The White House said in a readout of the call that the two leaders "discussed the state of bilateral relations and resolved to continue dialogue about mutual national security priorities and challenges."

"President Trump congratulated President Putin on his March 18 re-election, and emphasized the importance of denuclearizing the Korean Peninsula," the statement continued. "The two leaders confirmed the need for the United States and Russia to continue our shared efforts on strategic stability."

Putin won a fourth six-year term with what Russian officials said was 77 percent of the vote. Opposition leader Alexey Navalny, who was banned from running against Putin, said observers sent out to the polls put the turnout at 10 points lower than the official number of 67.5 percent. He noted that in Chechnya turnout was reported at 37 percent where there were election observers and 99 percent where there weren't. Ballot-box stuffing was also recorded on polling station cameras.

White House press secretary Sarah Huckabee Sanders told reporters today, "We don't get to dictate how other countries operate. What we do know is that Putin has been elected in their country, and that's not something that we can dictate to them... We can only focus on the freeness and fairness of our elections."
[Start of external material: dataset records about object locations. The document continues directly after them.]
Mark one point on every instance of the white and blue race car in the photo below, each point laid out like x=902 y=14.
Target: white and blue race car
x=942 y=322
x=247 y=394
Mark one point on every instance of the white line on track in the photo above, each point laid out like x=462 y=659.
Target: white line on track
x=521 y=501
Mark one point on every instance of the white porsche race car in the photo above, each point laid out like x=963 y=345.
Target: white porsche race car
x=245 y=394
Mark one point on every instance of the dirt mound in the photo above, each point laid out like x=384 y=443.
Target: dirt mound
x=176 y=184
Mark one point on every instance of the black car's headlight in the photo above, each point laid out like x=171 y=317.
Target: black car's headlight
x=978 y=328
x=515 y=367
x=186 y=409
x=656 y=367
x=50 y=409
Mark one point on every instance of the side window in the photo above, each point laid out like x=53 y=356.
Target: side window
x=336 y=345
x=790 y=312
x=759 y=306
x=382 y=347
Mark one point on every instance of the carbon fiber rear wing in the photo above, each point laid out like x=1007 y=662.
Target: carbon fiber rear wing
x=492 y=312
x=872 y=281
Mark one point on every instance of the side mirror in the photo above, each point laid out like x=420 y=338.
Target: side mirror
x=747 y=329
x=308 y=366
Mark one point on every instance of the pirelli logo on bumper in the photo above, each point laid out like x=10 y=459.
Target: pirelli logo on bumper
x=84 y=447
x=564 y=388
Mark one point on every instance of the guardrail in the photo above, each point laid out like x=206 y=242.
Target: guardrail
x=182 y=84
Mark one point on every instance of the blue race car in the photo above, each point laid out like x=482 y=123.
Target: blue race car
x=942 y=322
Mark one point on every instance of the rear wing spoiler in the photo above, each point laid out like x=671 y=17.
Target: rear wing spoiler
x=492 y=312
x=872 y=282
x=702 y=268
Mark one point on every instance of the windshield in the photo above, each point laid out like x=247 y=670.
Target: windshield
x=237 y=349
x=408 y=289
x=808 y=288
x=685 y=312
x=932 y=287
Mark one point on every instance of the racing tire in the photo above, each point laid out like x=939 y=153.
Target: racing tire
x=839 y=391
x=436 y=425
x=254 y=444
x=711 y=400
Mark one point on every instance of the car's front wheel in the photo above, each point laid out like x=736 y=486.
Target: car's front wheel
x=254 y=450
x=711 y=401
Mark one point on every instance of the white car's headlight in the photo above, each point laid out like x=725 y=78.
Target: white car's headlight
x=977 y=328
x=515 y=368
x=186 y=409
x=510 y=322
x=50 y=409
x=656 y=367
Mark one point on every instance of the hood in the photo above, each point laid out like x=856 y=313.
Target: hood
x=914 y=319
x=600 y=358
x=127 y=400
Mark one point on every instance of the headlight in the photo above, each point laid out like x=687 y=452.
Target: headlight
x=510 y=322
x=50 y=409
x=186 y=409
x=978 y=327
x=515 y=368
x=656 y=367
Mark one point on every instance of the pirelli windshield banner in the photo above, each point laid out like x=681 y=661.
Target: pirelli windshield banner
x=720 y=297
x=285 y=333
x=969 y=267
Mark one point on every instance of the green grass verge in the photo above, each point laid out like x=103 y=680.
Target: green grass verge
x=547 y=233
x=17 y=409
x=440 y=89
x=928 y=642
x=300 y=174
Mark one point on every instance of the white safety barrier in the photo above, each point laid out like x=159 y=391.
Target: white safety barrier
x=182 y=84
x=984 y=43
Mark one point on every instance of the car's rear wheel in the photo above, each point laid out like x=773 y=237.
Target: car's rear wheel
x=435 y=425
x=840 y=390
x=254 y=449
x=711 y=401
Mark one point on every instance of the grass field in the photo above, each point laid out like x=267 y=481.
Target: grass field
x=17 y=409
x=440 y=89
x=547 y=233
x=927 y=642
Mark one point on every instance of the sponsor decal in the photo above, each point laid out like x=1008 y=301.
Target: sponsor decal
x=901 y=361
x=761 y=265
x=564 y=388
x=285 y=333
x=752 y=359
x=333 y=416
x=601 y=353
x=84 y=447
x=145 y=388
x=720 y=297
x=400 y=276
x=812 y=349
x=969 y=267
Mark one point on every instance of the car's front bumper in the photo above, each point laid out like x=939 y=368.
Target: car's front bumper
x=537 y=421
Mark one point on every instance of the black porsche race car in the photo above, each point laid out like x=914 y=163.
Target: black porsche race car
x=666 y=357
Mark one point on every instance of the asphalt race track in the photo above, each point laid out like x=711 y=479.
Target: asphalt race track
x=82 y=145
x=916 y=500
The Kremlin readout of the call with Trump said the two "spoke in favor of developing practical cooperation in various areas, including efforts to ensure strategic stability and combat international terrorism, with particular emphasis on the importance of coordinated efforts to curb an arms race."

"The exchange on economic cooperation revealed an interest in bolstering it. Energy was discussed separately. The problem of Syria was discussed, as was the internal crisis in Ukraine. There was recognition on both sides of the need to make rapid strides toward achieving settlements," the Kremlin statement continued. "Satisfaction was expressed with the limited reduction of tensions around the Korean Peninsula. The expediency of continuing consistent efforts to resolve the situation by peaceful, diplomatic means was underscored."
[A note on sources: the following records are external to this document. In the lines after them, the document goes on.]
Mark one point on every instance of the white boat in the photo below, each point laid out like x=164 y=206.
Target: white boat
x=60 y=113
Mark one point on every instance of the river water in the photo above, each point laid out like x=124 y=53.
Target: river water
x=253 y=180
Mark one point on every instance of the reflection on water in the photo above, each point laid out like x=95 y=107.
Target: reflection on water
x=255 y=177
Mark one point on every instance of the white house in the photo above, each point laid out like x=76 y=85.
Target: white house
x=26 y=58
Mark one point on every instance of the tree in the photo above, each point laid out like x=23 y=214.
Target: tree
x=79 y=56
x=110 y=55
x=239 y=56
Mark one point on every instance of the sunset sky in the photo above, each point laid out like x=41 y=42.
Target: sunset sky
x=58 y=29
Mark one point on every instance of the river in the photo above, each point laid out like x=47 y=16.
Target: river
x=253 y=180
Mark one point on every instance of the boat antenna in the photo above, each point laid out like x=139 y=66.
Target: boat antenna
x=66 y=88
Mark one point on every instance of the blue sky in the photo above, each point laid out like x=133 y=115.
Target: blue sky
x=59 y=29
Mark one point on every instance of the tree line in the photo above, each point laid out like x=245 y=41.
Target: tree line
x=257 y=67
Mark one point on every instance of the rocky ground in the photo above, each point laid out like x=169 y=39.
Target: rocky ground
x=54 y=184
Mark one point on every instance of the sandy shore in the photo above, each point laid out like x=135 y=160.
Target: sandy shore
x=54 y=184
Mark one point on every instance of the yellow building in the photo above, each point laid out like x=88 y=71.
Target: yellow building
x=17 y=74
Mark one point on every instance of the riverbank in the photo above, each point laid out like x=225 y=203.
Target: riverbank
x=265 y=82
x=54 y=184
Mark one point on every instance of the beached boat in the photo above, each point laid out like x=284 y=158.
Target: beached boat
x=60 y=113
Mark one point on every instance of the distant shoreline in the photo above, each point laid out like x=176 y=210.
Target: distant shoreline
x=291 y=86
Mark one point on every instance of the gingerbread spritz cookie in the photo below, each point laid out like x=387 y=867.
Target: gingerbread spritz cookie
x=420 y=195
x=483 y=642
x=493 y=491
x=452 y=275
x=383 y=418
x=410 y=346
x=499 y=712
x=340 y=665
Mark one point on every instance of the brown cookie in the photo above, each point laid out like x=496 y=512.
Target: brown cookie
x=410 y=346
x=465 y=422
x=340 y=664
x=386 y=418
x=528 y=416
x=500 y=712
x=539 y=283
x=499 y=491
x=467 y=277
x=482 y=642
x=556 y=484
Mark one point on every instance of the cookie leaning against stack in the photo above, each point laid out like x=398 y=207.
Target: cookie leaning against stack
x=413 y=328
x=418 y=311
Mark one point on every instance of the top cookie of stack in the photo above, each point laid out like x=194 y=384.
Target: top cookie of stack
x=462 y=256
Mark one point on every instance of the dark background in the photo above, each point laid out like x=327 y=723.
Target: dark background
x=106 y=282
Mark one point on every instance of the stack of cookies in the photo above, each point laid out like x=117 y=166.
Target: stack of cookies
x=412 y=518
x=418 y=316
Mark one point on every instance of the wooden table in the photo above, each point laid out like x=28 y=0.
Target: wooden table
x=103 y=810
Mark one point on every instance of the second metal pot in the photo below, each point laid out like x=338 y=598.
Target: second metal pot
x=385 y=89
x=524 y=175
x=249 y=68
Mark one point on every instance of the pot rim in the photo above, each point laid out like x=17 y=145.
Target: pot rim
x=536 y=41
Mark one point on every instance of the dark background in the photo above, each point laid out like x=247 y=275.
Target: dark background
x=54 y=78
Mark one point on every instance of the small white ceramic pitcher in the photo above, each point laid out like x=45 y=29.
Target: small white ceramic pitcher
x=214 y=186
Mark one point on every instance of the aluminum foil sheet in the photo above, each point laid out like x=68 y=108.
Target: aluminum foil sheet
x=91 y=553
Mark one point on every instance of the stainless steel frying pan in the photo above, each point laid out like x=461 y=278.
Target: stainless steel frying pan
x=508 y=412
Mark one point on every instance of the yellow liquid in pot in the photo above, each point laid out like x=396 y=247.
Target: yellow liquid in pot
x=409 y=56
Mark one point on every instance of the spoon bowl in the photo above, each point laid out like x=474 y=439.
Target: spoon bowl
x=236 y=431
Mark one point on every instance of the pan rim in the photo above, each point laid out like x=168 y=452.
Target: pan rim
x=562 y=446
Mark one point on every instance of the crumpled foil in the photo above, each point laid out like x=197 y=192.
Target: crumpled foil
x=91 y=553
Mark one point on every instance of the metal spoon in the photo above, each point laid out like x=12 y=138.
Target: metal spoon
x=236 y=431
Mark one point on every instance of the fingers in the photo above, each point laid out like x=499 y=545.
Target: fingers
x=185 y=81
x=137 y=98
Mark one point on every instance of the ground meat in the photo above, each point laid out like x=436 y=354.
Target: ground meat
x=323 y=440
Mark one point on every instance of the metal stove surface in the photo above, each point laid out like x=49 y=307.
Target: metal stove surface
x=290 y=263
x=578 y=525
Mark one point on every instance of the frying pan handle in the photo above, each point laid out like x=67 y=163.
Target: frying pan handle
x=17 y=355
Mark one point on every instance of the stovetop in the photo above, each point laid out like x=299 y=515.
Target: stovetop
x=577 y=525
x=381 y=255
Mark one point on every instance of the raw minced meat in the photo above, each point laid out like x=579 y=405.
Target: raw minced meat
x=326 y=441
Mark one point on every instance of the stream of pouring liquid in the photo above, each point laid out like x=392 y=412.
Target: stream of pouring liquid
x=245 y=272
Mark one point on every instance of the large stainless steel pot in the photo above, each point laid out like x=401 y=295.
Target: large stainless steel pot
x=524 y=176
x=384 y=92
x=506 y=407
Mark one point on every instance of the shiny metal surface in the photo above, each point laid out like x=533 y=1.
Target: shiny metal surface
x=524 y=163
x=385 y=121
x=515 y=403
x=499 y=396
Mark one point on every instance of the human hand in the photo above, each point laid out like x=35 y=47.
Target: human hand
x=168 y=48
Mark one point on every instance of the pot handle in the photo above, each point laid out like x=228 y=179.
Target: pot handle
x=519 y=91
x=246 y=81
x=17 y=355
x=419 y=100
The Russians also indicated that the recent firing of Rex Tillerson was discussed. "It was agreed to develop further bilateral contacts in light of the changes in leadership at the US Department of State. The possibility of organizing a top-level meeting received special attention."

The call had "a focus on overcoming the accumulated problems in Russian-American relations," the Kremlin said.

Meeting today with Saudi Crown Prince Mohammad bin Salman, Trump told reporters that he congratulated Putin "on the victory, his electoral victory."

"The call had to do also with the fact that we will probably get together in the not-too-distant future, so that we can discuss arms, we can discuss the arms race. As you know, he made a statement that being in an arms race is not a great thing, and it was right after the election, one of the first statements he made, and we are spending $700 billion there are this year, our military, and a lot of it is that we are going to remain stronger than any other nation in the world by far," he said.

"We had a very good call, and I suspect that we'll probably be meeting in the not-too-distant future to discuss the arms race, which is getting out of control, but we will never allow anybody to have anything even close to what we have, and also to discuss Ukraine and Syria and North Korea and various other things. So I think probably we'll be seeing President Putin in the not-too-distant future."

Neither statement mentioned the attack on a former spy with a lethal Russian nerve agent in Britain. Investigators believe the Novichok that left Sergei Skripal and his daughter Yulia critically ill may have been put in their car vents. A police officer was also hospitalized after contact with the nerve agent.

"We actually have evidence within the last 10 years that Russia has not only been investigating the delivery of nerve agents for the purposes of assassination, but has also been creating and stockpiling Novichok," Foreign Secretary Boris Johnson told BBC.

British authorities are also investigating the March 12 death of Putin opponent and Russian businessman Nikolai Glushkov at his London home.